Deploying environments to remote compute

Deploying environments to remote compute¶

Often researchers are running scientific and machine learning workflows on remote computational resources that use batch computing systems (e.g. HTCondor, SLURM). Some of these systems may not have shared filesystems, requiring that each worker node receive its own copy of the software environment. While locked Pixi environments significantly help with this, it is often advantageous to distribute the environment in the form of a Linux container image to the compute resources. These systems are able to mount Linux container images to worker nodes in ways that reduce the disk and memory cost to the user’s session, compared to installing Pixi and then downloading all dependencies of the software environment from the package indexes used. This also reduces the bandwidth use as the Linux container image can be cached at the compute resource host and efficiently replicated to the worker nodes, paying the bandwidth cost of download once. While Linux container technology historically has presented additional engineering and design overhead to researchers, Linux container construction of Pixi environments is simple and can be reduced to templated format. An example in the form of a templated Dockerfile is seen in Program 4.^[1] The template requires user input to define the target CUDA version (CUDA_VERSION) and the name of the Pixi environment to install (ENVIRONMENT). As the Pixi environment is already fully defined and locked it can be directly installed as normal in the build stage of the container image build, along with an entrypoint shell script that will activate the environment, and then copied from the build stage into the final stage to reduce the total image size by removing the cache and reducing the total number of layers in the final image.

Dockerfile

ARG CUDA_VERSION="12"
ARG ENVIRONMENT="gpu"

FROM ghcr.io/prefix-dev/pixi:noble AS build

# Redeclaring ARGS in a stage without a value inherits the global default
ARG CUDA_VERSION
ARG ENVIRONMENT

WORKDIR /app
COPY . .
ENV CONDA_OVERRIDE_CUDA=$CUDA_VERSION
RUN pixi install --locked --environment $ENVIRONMENT
RUN echo "#!/bin/bash" > /app/entrypoint.sh && \
    pixi shell-hook --environment $ENVIRONMENT -s bash >> /app/entrypoint.sh && \
    echo 'exec "$@"' >> /app/entrypoint.sh

FROM ghcr.io/prefix-dev/pixi:noble AS final

ARG ENVIRONMENT

WORKDIR /app
COPY --from=build /app/.pixi/envs/$ENVIRONMENT /app/.pixi/envs/$ENVIRONMENT
COPY --from=build /app/pixi.toml /app/pixi.toml
COPY --from=build /app/pixi.lock /app/pixi.lock
# The ignore files are needed for 'pixi run' to work in the container
COPY --from=build /app/.pixi/.gitignore /app/.pixi/.gitignore
COPY --from=build /app/.pixi/.condapackageignore /app/.pixi/.condapackageignore
COPY --from=build --chmod=0755 /app/entrypoint.sh /app/entrypoint.sh

ENTRYPOINT [ "/app/entrypoint.sh" ]

Program 4:The template structure of a Dockerfile for a locked Pixi environment with CUDA dependencies. The only values that need user input are the CUDA version and the name of the target environment.

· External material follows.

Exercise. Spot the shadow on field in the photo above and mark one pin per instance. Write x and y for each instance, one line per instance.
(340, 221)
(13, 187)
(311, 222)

The Dockerfile can then be built into a Linux container image binary file which can be distributed to a container image registry. Batch computing system workflow definition files can use these container images to provide the software environment for the computing jobs, which pull the images from the container image registry when requested by the job.

Footnotes¶

As many compute facilities do not allow for use of Docker directly given security concerns, Apptainer container image formats are more common. Apptainer definition files are similarly easy to write as compared to Dockerfiles and Docker container images can be converted into a format that Apptainer can use. As Docker is a more common format in the broader computing world, including commercial settings, it has been used for this example. These workflows are not limited to a single container image format.
↩